Panopoly Search seems to be indexing the source code of pages, not just the visible content.
To reproduce:
- On a fresh install of the latest Panopoly with Panopoly Demo, go to the home page.
- Enter "public" in the Search field and press the Search button.
- Note the search results include all 4 demo nodes.
This seems to be happening because "public" appears in the source code as part of the URLs of the featured images.
Another way to reproduce:
- On a fresh install of the latest Panopoly with Panopoly Demo, go to the home page.

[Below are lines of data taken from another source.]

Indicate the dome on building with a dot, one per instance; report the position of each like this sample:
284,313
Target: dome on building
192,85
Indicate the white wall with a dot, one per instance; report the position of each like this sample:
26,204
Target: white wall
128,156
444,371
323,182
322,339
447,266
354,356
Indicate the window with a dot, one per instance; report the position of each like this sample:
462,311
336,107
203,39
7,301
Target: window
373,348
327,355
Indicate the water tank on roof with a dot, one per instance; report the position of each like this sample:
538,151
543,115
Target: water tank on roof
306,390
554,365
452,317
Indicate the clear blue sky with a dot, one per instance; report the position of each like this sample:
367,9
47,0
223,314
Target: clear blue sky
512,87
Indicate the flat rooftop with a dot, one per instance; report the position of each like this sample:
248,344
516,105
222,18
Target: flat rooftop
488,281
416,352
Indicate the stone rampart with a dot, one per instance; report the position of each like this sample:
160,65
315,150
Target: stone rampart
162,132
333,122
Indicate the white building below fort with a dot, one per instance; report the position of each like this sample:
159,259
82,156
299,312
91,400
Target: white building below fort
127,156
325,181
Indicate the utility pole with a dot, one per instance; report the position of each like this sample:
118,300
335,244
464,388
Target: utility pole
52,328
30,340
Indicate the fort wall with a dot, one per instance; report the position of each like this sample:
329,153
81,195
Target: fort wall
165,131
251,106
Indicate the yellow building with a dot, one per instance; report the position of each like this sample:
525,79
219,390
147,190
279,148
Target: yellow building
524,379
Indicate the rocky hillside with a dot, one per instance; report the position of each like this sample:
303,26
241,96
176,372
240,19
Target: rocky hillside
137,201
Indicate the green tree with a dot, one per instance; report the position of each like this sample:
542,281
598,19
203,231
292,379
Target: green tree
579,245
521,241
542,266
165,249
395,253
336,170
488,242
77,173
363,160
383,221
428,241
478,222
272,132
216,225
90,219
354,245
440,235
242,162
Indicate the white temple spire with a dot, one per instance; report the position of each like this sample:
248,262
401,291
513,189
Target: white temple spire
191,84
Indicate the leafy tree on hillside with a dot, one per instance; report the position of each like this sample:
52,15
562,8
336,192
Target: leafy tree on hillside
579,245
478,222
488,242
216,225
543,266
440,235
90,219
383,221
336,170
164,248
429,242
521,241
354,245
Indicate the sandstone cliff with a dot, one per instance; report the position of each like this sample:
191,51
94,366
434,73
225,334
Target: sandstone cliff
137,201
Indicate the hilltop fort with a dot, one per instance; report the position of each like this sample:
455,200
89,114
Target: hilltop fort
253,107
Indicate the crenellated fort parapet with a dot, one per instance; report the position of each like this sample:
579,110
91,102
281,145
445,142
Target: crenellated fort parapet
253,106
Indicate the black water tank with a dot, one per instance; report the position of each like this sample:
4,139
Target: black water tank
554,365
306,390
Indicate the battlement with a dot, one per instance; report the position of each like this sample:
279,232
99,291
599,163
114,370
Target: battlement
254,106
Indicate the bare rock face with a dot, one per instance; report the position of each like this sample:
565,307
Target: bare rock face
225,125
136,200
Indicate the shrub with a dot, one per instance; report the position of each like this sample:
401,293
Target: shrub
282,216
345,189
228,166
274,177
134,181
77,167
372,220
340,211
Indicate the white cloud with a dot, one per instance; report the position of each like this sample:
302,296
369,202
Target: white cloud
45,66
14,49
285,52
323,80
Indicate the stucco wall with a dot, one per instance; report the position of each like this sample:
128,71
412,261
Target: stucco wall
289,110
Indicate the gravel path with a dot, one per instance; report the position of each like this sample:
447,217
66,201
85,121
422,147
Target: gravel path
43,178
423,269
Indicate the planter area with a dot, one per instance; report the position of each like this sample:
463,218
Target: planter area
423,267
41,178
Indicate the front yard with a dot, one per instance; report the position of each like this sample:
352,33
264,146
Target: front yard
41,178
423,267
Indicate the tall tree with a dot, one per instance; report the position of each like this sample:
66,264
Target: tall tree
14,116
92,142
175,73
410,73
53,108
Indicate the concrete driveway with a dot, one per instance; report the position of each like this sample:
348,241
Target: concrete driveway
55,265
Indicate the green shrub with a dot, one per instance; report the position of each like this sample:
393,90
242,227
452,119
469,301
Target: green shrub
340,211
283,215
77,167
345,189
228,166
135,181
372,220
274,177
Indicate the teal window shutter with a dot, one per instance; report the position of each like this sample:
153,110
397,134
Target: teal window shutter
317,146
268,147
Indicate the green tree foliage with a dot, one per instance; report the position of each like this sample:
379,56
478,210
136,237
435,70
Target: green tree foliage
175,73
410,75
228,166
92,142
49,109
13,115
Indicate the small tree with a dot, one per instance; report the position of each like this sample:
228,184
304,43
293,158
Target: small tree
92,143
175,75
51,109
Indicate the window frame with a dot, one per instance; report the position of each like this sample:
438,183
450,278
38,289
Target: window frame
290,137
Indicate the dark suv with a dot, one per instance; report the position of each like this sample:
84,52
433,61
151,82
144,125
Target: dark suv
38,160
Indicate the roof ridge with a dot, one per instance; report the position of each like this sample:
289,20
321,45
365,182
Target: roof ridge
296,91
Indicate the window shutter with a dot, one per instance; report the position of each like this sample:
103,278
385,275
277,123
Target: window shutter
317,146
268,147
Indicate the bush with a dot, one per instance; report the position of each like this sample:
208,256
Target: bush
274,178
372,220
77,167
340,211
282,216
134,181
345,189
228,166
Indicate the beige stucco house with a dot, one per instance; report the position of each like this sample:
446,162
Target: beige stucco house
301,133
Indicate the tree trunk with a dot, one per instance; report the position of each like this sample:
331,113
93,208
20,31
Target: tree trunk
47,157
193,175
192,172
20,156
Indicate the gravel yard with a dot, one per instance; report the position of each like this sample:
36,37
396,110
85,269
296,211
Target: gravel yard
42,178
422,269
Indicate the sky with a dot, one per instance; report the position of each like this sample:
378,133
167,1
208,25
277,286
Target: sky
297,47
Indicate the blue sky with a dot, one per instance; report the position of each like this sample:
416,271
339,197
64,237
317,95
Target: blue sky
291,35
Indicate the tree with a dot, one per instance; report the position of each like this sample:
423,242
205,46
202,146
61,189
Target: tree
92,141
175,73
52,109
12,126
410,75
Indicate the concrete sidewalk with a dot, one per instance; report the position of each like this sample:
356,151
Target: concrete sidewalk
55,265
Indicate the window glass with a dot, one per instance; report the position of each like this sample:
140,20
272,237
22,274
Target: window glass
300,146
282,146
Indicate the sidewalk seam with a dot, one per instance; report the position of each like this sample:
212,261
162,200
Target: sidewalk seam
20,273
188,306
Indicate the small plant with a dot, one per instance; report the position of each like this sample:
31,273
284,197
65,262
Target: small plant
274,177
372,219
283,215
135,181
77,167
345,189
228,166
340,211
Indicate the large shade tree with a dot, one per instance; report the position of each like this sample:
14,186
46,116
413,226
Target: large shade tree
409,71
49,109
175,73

- Enter "taxonomy" in the Search field and press the Search button.
- Note there are no search results.
- Log in as an administrator.
- Add a term "bacon" in the Categories vocabulary.
- Edit the Lovely Vegetables page.
- Check the box to add the term "bacon."
- Save the page.
- Go to the home page.
- Enter "taxonomy" in the Search field and press the Search button.
- Note there is now 1 result: Lovely Vegetables.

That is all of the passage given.